What Is .NET? Microsoft .NET is a set of software technologies for connecting information, people, systems, and devices. This new generation of technology is based on Web services—small building-block applications that can connect to each other as well as to other, larger applications over the Internet.
Application programmers have so many reasons to use .NET. Just about every common task that Windows and Web programmers perform today is easier to code, test, deploy, and maintain using .NET.
True interoperation now exists among all .NET languages (Visual Basic, C++, C#, COBOL, and many others) because .NET unifies the services and functions that those languages offer, the task of integrating code from several programmers writing in different languages is almost trivial. The .NET development environment pulls all the languages that programmers use into one easy-to-use but extremely powerful tool that includes the ability to debug code no matter where it runs. After years of sometimes widely divergent ideas about how programmers should write code, Microsoft has constructed an environment that lets programmers concentrate on writing programs and not on technology or syntax idiosyncrasies.
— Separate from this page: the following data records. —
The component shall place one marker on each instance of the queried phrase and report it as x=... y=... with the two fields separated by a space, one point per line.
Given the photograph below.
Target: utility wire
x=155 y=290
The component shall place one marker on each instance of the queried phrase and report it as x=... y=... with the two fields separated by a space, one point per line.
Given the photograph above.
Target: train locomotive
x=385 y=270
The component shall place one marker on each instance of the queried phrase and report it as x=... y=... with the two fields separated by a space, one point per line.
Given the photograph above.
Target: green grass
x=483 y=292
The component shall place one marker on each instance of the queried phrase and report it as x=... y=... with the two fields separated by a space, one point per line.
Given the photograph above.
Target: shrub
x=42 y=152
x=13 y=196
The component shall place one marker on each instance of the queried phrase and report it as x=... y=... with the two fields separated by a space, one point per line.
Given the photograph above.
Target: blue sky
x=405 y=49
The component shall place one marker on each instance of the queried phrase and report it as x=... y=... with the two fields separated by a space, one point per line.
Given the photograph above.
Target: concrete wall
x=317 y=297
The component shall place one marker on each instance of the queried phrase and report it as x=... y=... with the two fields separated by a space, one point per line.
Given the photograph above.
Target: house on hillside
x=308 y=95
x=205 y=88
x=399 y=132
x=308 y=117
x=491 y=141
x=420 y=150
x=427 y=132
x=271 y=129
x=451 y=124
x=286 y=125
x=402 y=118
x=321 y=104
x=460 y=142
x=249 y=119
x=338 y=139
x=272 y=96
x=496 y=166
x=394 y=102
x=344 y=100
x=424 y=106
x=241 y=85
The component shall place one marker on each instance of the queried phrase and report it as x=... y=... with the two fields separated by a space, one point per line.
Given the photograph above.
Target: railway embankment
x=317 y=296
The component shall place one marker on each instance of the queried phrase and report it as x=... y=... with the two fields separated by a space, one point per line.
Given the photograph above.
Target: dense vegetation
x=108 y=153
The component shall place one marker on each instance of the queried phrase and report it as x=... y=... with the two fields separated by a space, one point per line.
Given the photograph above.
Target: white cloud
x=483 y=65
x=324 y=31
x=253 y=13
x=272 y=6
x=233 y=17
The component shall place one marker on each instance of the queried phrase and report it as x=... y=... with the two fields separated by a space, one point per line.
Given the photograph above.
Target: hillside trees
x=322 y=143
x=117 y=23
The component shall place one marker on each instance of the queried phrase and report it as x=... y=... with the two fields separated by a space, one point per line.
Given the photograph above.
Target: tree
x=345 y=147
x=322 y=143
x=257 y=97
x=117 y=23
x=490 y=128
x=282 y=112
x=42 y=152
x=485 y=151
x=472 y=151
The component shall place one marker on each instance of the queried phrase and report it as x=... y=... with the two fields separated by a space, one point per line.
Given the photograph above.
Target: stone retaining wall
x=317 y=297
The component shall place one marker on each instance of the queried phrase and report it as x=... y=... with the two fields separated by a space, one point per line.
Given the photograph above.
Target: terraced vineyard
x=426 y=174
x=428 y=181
Each .NET compatible language has its own set of constructs which work best within the context of that language, while using the CLR.The key to these developments is the Common Language Runtime (CLR). Because the .NET languages provide code for one common, abstracted environment, programmers have the same functionality available no matter what language they use — no longer must they endure different sets of rules for C++ and Visual Basic. The CLR is the intermediate layer that translates CLR function calls into function calls that the host OS supports. If you’re worried that .NET languages and CLR sound like some sort of old-style interpreted language (e.g., Pascal or earlier versions of Visual Basic), you can relax.